Pope Francis Wants to Know What You Think
In October 2014, the Church will be holding an extraordinary synod of bishops to discuss matters related to family life. It always takes at least a year to get a synod organised, but something new has been added to the preparations this time around: an international survey of Catholics at parish level. There has never been such an open appeal in modern times, and we would be foolish to miss out on the opportunity to make a lively contribution.
The document from Rome contains 38 specific questions on topics such as: difficulties in living Christian family life, cohabitation, contraception, same-sex unions, polygamy, single-parent families and feminism. Archbishop Lorenzo Baldisseri, the secretary general of the Synod of Bishops, has asked local bishops’ conferences to distribute the survey “as widely as possible to deaneries and parishes so that input from local sources can be received”. (You can find out more on the Vatican website: www.news.va/en/news/preparing-for-the-synod)
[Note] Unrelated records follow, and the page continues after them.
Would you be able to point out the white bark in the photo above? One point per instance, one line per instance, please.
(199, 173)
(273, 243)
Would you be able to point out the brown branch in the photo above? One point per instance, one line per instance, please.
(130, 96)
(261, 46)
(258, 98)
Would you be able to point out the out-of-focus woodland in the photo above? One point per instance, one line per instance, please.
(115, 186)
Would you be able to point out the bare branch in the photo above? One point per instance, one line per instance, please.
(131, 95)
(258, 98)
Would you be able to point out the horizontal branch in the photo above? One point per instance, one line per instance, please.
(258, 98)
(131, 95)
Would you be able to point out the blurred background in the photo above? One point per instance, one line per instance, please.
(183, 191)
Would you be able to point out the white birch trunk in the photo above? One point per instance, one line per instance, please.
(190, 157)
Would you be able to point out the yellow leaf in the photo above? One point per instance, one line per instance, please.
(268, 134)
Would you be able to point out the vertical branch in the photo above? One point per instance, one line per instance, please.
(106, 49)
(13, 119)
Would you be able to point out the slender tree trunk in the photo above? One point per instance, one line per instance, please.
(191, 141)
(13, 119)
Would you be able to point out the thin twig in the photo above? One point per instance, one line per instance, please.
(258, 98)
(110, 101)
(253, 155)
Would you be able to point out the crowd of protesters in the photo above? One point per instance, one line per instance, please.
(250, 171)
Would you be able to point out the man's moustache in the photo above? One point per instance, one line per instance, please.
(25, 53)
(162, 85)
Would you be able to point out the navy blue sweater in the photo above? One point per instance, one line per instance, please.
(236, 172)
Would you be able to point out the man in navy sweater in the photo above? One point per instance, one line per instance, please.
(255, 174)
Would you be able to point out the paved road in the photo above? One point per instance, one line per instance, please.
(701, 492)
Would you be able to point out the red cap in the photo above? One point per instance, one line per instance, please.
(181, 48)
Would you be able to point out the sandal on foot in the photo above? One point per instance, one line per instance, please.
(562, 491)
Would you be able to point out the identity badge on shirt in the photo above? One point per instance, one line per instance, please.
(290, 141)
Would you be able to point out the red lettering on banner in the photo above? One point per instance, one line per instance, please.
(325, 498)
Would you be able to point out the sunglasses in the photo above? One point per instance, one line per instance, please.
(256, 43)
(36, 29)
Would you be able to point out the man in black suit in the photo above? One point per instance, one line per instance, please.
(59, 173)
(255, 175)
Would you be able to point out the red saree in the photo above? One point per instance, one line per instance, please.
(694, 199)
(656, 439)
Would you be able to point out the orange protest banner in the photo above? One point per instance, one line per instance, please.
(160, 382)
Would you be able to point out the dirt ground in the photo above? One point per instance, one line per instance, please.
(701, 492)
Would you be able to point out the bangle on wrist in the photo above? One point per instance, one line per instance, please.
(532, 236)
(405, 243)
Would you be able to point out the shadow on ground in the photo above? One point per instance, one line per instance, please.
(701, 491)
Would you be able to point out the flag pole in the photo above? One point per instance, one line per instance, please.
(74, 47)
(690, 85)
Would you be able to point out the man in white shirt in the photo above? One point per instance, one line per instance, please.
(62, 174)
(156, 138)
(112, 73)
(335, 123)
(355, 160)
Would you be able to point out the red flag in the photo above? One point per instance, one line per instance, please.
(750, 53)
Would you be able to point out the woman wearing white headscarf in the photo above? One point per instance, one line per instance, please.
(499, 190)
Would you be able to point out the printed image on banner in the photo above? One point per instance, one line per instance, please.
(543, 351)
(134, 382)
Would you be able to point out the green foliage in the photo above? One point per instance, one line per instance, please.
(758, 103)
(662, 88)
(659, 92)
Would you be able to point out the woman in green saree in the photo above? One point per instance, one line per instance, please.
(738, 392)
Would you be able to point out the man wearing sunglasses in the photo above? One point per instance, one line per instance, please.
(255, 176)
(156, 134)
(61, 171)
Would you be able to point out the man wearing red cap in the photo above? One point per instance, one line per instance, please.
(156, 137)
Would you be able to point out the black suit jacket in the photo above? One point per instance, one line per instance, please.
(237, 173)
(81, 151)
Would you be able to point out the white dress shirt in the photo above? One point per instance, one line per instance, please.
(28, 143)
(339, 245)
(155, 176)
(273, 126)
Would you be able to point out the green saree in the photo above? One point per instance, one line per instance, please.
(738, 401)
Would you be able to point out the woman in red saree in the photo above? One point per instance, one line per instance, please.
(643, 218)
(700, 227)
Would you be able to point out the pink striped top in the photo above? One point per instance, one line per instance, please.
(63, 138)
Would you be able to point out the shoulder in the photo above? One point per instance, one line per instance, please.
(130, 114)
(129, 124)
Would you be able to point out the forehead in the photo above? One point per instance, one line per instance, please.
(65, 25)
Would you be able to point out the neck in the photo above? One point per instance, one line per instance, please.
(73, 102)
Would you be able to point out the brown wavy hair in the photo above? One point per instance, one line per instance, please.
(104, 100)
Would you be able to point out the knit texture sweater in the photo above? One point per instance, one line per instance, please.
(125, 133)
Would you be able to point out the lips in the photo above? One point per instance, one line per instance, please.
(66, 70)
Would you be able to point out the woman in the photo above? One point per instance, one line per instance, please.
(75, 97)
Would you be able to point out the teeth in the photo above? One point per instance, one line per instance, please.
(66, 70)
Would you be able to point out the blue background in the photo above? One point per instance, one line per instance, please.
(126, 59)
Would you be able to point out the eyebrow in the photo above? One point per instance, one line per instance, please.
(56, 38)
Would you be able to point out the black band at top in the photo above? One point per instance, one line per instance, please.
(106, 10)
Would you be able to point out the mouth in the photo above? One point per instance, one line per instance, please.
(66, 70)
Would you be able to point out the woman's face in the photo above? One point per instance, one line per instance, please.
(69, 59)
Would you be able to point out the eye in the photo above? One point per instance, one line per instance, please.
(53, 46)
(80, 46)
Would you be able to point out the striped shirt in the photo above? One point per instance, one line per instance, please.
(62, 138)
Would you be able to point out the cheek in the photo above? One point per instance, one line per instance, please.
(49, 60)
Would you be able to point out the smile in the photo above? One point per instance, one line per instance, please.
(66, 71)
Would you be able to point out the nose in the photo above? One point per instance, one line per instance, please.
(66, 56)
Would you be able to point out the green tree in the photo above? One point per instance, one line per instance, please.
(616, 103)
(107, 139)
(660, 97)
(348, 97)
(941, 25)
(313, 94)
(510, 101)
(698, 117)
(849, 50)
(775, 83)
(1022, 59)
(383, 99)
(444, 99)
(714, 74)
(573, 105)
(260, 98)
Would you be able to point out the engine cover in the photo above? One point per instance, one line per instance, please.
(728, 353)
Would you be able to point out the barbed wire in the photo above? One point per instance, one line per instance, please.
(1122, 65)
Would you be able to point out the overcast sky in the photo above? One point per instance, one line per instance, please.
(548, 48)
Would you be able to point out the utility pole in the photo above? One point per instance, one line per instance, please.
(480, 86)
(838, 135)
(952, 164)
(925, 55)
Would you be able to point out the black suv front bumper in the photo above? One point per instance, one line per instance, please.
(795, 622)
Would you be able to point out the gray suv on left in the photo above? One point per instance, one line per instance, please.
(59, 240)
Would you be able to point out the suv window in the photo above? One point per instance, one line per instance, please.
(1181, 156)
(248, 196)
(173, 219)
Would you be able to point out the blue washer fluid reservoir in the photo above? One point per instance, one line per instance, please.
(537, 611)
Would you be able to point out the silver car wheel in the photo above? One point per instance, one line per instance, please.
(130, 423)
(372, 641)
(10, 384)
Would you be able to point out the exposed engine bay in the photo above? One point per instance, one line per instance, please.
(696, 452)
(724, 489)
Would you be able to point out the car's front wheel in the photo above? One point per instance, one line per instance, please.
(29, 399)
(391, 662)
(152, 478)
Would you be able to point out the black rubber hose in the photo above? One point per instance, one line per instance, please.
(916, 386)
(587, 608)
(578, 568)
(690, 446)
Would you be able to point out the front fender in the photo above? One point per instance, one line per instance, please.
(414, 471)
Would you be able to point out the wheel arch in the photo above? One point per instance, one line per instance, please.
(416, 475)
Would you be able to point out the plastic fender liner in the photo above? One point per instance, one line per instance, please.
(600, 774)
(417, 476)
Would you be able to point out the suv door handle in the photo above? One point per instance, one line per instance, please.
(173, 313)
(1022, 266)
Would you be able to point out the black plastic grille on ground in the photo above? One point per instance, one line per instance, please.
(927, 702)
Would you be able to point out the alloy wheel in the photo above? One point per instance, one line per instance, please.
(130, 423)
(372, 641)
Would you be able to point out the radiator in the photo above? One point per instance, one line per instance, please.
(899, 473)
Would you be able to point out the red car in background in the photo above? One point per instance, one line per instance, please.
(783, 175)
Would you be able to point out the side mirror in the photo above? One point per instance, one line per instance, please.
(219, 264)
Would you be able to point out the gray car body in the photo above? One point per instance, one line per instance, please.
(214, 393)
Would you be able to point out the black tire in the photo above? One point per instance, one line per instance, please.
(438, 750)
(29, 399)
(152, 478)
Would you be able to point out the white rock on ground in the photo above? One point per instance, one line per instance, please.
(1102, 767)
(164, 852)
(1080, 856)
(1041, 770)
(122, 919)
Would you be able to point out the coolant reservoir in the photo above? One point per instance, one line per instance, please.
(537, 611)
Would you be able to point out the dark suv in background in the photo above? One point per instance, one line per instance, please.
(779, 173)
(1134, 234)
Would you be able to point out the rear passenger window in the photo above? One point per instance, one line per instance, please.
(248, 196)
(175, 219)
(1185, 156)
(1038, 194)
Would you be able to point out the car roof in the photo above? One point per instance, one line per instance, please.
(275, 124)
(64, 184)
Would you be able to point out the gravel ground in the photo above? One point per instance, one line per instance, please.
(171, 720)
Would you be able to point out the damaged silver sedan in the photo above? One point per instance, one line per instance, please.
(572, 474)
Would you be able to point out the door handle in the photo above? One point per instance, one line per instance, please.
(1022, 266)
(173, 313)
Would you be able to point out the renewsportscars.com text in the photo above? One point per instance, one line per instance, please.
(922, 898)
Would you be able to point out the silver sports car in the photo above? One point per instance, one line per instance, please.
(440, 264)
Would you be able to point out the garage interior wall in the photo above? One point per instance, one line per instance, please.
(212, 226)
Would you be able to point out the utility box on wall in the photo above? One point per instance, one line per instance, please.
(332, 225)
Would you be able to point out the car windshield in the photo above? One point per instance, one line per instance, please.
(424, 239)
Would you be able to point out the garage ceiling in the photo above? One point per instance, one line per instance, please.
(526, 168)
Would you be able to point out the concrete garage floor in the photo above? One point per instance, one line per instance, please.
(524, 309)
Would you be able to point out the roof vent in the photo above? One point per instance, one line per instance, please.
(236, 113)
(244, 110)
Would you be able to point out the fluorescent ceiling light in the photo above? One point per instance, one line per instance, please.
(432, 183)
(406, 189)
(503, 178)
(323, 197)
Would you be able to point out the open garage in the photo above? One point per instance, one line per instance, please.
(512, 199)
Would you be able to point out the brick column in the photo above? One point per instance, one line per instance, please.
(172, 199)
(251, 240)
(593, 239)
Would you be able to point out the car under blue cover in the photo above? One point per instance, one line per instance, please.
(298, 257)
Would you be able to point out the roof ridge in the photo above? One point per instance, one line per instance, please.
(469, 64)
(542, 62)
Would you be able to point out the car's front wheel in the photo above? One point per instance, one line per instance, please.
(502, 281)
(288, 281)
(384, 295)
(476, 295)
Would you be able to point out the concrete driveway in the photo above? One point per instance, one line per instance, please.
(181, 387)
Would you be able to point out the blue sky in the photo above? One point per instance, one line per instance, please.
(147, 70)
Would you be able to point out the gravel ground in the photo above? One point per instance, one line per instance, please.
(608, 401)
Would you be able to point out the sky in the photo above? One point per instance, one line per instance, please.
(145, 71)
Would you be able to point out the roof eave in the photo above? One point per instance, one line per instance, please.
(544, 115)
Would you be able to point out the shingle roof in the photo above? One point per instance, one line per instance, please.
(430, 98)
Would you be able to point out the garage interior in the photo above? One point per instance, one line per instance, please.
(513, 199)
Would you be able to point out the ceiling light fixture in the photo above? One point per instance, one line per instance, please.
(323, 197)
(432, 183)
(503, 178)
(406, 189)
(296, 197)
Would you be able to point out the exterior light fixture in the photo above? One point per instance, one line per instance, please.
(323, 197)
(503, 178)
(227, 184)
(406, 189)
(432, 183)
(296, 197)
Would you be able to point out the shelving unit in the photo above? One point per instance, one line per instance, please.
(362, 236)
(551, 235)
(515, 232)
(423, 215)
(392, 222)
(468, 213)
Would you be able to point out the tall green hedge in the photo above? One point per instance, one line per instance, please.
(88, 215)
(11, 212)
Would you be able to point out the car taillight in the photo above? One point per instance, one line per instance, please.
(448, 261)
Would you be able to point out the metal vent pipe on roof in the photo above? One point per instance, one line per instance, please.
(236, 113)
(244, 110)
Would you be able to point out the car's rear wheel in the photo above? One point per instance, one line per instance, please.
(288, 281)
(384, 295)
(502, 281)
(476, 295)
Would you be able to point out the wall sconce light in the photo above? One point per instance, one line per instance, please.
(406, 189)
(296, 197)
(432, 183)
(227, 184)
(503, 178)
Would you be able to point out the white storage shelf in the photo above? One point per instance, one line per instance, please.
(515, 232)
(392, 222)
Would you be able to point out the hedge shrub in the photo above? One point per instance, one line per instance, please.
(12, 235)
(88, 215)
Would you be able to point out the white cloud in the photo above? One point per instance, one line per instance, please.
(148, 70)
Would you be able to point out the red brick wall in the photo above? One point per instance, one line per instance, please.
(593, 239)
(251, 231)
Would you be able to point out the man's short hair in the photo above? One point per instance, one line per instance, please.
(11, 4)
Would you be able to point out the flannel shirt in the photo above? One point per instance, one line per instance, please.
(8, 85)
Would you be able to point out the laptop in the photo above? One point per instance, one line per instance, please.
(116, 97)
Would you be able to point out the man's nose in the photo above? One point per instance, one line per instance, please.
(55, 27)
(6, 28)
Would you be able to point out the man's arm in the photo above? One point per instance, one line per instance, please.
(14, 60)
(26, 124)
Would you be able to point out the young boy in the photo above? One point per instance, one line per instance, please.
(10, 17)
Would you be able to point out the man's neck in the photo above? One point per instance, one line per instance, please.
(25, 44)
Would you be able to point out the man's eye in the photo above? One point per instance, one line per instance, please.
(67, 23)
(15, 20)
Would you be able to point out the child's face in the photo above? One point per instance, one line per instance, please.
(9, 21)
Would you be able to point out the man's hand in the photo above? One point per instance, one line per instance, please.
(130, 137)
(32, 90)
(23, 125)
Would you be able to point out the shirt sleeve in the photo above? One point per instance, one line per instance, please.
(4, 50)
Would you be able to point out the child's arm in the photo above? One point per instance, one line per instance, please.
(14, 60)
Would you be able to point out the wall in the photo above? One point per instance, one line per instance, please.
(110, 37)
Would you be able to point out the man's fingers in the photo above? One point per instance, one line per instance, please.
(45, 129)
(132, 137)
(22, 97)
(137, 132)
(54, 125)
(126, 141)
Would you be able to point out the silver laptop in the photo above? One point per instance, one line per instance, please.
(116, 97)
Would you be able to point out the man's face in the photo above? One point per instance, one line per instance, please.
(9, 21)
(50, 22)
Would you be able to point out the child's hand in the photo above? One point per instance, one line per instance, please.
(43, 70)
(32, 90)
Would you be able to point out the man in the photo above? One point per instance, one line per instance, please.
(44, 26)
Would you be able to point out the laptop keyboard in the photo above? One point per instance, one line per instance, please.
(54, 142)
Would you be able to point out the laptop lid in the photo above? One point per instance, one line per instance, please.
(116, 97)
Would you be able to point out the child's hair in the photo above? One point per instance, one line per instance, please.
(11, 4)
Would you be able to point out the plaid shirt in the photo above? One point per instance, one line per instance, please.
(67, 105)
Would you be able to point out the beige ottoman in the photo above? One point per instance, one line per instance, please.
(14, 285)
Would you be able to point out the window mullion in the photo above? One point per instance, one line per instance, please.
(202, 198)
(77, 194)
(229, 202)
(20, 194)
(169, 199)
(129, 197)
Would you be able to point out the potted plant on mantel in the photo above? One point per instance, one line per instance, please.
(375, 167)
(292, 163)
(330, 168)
Bishops are not used to canvassing the opinions of the lay people. Many have seen their role as giving their people the Church’s official teachings. But Pope Francis appears to be looking for ways to reach out to those who may have fallen away from those teachings. Some bishops will be reluctant to send the views of their people to Rome if those views are not in accordance with what Rome has taught up till now. Likewise, many lay people will be very cautious of writing anything that they think their bishop won’t want to see in print. We Catholics have become very good at self-censorship! There is nothing to fear from a survey. Theology doesn’t change with the mood of the public, but the way in which the Church ministers to people can only improve once the Synod of Bishops hears about the challenges being faced by families and individuals.
It will be interesting to see how the various bishops’ conferences “roll out” the international survey. At the time of writing, the bishops of the United States have not yet acted, while those of England and Wales have already got an on-line questionnaire up and running. (see: www.surveymonkey.com/s/FamilySynod2014). In South Africa, the Archdiocese of Cape Town has already begun to question members of the parish pastoral councils. One hopes that it will not stop there, but that ordinary Catholics, and even disaffected Catholics, will get a chance to have their say.
What are you going to do in your diocese, and when? We cannot relax now that summer is here, and do nothing until February. The Roman Curia wants bishops to reply next month, and our bishops’ conference is saying that now is the time to write to your local bishop with your views. Go to the SACBC website www.sacbc.org.za to find the questions and get your parish and deanery motivated. The Pope is asking us to say what we think. Let’s not say that we did not have the opportunity to make our voices heard.